Mathematical model for hepatocytic-erythrocytic dynamics of malaria (Q1652925)

Summary: Human malaria remains a major killer disease worldwide, with nearly half (3.2 billion) of the world's population at risk of malaria infection. The infectious protozoan disease is endemic in tropical and subtropical regions, with an estimated 212 million new cases and 429,000 malaria-related deaths in 2015. An in-host mathematical model of \textit{Plasmodium falciparum} malaria that describes the dynamics and interactions of malaria parasites with the host's liver cells (hepatocytic stage), the red blood cells (erythrocytic stage), and macrophages is reformulated. By a theoretical analysis, an in-host basic reproduction number \(R_0\) is derived. The disease-free equilibrium is shown to be locally and globally asymptotically stable. Sensitivity analysis reveals that the erythrocyte invasion rate \(\beta_r\), the average number of merozoites released per bursting infected erythrocyte \(K\), and the proportion of merozoites that cause secondary invasions at the blood phase \(\zeta\) are the most influential parameters in determining the malaria infection outcomes.

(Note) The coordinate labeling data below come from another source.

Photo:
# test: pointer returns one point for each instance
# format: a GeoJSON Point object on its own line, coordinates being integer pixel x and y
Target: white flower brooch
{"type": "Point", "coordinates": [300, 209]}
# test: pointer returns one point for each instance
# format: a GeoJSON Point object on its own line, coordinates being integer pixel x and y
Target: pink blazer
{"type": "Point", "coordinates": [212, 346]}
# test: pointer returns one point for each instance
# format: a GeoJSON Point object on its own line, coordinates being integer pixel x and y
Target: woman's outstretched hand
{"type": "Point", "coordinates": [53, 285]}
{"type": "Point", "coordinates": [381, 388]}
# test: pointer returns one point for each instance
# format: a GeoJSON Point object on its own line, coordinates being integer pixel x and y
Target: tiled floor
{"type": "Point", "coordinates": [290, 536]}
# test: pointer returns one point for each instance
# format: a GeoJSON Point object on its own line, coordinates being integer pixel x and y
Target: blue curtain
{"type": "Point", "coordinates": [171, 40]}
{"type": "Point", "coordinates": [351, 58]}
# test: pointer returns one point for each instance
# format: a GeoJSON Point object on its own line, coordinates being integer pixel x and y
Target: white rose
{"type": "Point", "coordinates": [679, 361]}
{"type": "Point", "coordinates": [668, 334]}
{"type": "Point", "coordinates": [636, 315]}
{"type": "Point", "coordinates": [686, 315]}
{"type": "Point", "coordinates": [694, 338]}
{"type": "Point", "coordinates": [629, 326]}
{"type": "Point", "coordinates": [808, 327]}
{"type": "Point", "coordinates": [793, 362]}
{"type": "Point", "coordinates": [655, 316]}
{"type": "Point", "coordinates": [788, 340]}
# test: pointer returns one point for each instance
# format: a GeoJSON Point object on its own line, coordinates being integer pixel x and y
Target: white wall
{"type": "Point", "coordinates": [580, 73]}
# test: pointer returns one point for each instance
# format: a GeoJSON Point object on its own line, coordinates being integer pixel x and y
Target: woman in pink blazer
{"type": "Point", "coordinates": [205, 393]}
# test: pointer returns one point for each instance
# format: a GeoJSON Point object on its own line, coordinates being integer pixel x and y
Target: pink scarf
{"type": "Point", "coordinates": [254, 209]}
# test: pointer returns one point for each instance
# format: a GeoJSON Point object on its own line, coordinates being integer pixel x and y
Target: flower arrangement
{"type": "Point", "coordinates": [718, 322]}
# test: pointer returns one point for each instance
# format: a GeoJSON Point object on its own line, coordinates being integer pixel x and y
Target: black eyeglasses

Numerical results show that macrophages have a considerable impact in clearing infected red blood cells through phagocytosis. Moreover, the density of infected erythrocytes and hence the severity of malaria are shown to increase with increasing density of merozoites in the blood. Concurrent use of antimalarial drugs and a potential erythrocyte invasion-avoidance vaccine would minimize the density of infected erythrocytes and hence malaria disease severity.